Si calcola nel mondo una superficie forestale di circa 4 miliardi di ettari e si dice che la perdita netta di superficie è meno forte che in passato. Ma di quali superfici parliamo? Un vostro adesivo recita: «Le piantagioni non sono foreste».

Il punto è che una foresta è un ecosistema, concetto definito dalla Convenzione Onu sulla biodiversità. Un ecosistema dominato dagli alberi è una foresta. Purtroppo questa definizione è negletta e così si fa confusione fra foresta naturale e piantagioni monocolturali, che in realtà sono una forma di agricoltura, niente a che vedere con un ecosistema complesso e pieno di biodiversità. Insomma, magari azzeri una foresta tagliandola, poi pianti alberi da reddito e li chiami foresta. Come Gfc diamo un premio, il Treetanic Award, a ditte e boss dediti a grandi piantagioni le quali pretendono di essere amiche del clima assorbendo anidride carbonica. Sentiamo parlare di piantagioni di olio di palma sostenitibili, di soia sostenibile…Ma la sostenibilità è anche una questione di quantità. Non ci sono terre infinite su questo pianeta! Ogni ettaro può essere una foresta oppure altro. L’unica cosa di cui le foreste hanno assoltamente bisogno è il terreno. Poi crescono o ricrescono da sole. Si calcola che in Brasile il 70% delle terre siano «equipaggiate» per una ricrescita naturale… Lascia loro il territorio e non occorrerà nemmeno denaro. E’ possibile ridare terra alle foreste. E poi usarne i prodotti in modo saggio. Questa è la buona economia.

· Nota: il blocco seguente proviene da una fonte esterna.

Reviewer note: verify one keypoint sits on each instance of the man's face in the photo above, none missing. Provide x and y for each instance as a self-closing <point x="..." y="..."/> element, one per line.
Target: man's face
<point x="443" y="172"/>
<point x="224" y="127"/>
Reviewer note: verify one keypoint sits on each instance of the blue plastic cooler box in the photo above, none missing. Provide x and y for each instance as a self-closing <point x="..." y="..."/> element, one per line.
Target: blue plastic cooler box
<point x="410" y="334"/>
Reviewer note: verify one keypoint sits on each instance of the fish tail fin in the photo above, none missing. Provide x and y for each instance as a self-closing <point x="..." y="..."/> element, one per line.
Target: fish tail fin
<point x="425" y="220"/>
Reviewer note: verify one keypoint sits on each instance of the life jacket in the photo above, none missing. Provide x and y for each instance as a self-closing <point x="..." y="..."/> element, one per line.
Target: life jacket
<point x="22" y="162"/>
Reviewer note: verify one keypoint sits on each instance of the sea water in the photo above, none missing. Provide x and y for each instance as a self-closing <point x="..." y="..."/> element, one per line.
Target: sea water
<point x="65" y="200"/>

Ecco, come possiamo avere tutto: la maggiore estensione possibile di foreste, la sicurezza alimentare, la buona alimentazione, il lavoro?

I modelli di produzione e consumo sono un fattore cruciale nella ricerca di questo equilibrio. Pensiamo all’alimentazione. Per produrre un tot di proteine sotto forma di carne e prodotti caseari occorrono superfici e altre risorse in misura molto maggiore rispetto alla stessa quantità di proteine vegetali. Pensiamo anche alla quantità di lavoro per ettaro. Soia e pascoli ne richiedono pochissimo… e la loro diffusione ha provocato lo spopolamento delle relative aree. Sono partiti tutti, fra inurbamento e migrazioni, le quali non sono sempre la cosa migliore. Per il paese d’origine intendo.